Loss - whether personal or ecological - leaves an imprint, the scale of which is usually only measured by those who feel its direct impact. While climate change is wreaking havoc on our planet, the lack of direct quantifiable impact on individuals often leads to a culture of denial and ignorance, even escapism. Artists Yto Barrada and Bettina questioned this approach of individual and collective escape, instead pondering whether solace can only be found through collective action after all.
The exhibition The Power of Two Suns by Yto Barrada with guest artist Bettina, then reflected on our individual and collective reactions to the onset of disaster, ecological or otherwise. Curated by Omar Berrada, the theme perfectly aligned with the kind of work the Lower Manhattan Cultural Council (LMCC) wanted to exhibit in its new permanent space, LMCC’s Arts Center at Governors Island, which opened up for artists in September 2019.
The Center wants to focus on art conceptualised around themes of ecology, sustainability and resilience pertaining to the Governors Island in specific, and the New York city in the larger context.
In keeping with the theme, Barrada worked with artist Bettina who had lost all of her artwork in a devastating fire. Over the decades, she rebuilt her body of work while working from the solitary confine of a room inside Chelsea Hotel. Through questions of personal loss, the artists entered the broader realm of ecological loss, asking if the increasing solar radiation and greenhouse gases are increasing the environmental damage and whether environmental catastrophe stems in part from the amplified solar radiation caused by the greenhouse effect, and whether a solution can be found by amplifying the power of solidarity?
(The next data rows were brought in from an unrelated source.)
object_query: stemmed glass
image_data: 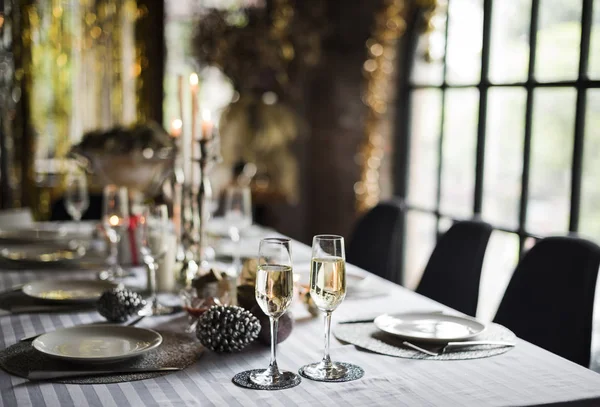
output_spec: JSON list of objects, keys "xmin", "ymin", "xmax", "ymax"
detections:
[
  {"xmin": 225, "ymin": 186, "xmax": 252, "ymax": 273},
  {"xmin": 102, "ymin": 185, "xmax": 129, "ymax": 279},
  {"xmin": 234, "ymin": 238, "xmax": 301, "ymax": 390},
  {"xmin": 300, "ymin": 235, "xmax": 363, "ymax": 382},
  {"xmin": 140, "ymin": 205, "xmax": 171, "ymax": 315},
  {"xmin": 65, "ymin": 171, "xmax": 90, "ymax": 225}
]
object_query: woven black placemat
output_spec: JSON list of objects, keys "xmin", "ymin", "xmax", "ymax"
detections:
[
  {"xmin": 0, "ymin": 331, "xmax": 204, "ymax": 384},
  {"xmin": 231, "ymin": 369, "xmax": 302, "ymax": 390},
  {"xmin": 333, "ymin": 322, "xmax": 516, "ymax": 360}
]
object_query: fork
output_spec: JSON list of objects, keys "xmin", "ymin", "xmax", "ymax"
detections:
[{"xmin": 402, "ymin": 341, "xmax": 516, "ymax": 356}]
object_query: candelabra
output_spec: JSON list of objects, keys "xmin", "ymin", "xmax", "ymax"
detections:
[{"xmin": 180, "ymin": 130, "xmax": 221, "ymax": 285}]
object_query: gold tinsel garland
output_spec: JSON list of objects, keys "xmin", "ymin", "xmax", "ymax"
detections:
[
  {"xmin": 354, "ymin": 0, "xmax": 441, "ymax": 212},
  {"xmin": 354, "ymin": 0, "xmax": 406, "ymax": 212}
]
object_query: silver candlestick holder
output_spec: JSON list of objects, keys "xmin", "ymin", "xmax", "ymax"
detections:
[{"xmin": 180, "ymin": 130, "xmax": 222, "ymax": 286}]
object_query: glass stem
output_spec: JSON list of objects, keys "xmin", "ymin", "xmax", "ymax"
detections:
[
  {"xmin": 321, "ymin": 311, "xmax": 331, "ymax": 370},
  {"xmin": 267, "ymin": 317, "xmax": 279, "ymax": 380},
  {"xmin": 148, "ymin": 260, "xmax": 158, "ymax": 311},
  {"xmin": 110, "ymin": 230, "xmax": 120, "ymax": 267}
]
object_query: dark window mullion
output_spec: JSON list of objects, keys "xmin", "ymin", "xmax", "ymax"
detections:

The project for Barrada was inspired by the state of her hometown, Tangier, which lies at one end of the Strait of Gibraltar, which was once the gateway to Europe. Now, the Strait has become a symbol of forced isolation, as crossing is allowed in one direction only. Barrada’s work has repeatedly highlighted such social constraints. Tangier, Virginia, on the other hand, is a small island slowly sinking into the Chesapeake Bay. Its inhabitants –many of them crab fishers – are hoping for a sea wall to insulate them from the coming flood. The crab traps piled up on the docks like three-dimensional minimalist grids provided inspiration for Barrada’s imposing sculpture - a chimerical, incomplete gabion wall.
Overall, the exhibition pondered human reactions to the onset of disaster. It acknowledged the temptation of insularity as protection, yet proposed hospitality and care as a counterpoint, no matter whether the loss is individual or collective.
The exhibition then presented a small selection from Bettina’s remarkable body of work. On the plinths were a set of long wooden pieces, floating like the ghostly remains of an ancient ship; on the long tables, an array of sculptural experiments in wood and marble. Each of these belonged to a larger series developed out of self-imposed constraints from which gesture and accident subtly emerged.
On the far side of the exhibition space, two-dimensional works by both artists engaged in a closer conversation around clear lines, simple shapes and a dramatically reduced palette – as though to convert the ominous sense of an ending into the primordial forms of a quieter beginning. For the artists then, the whole idea was to experience the constructive power of constraint and the potential for imagination and resilience to out-survive the catastrophes. Yet, Barrada warned against the individual and social isolation that is an inevitable part of surviving disaster and propagates a more cooperative approach, is possible, if only to make the process less painstaking.
The exhibition The Power of Two Suns was on display from September 19- October 31, 2019.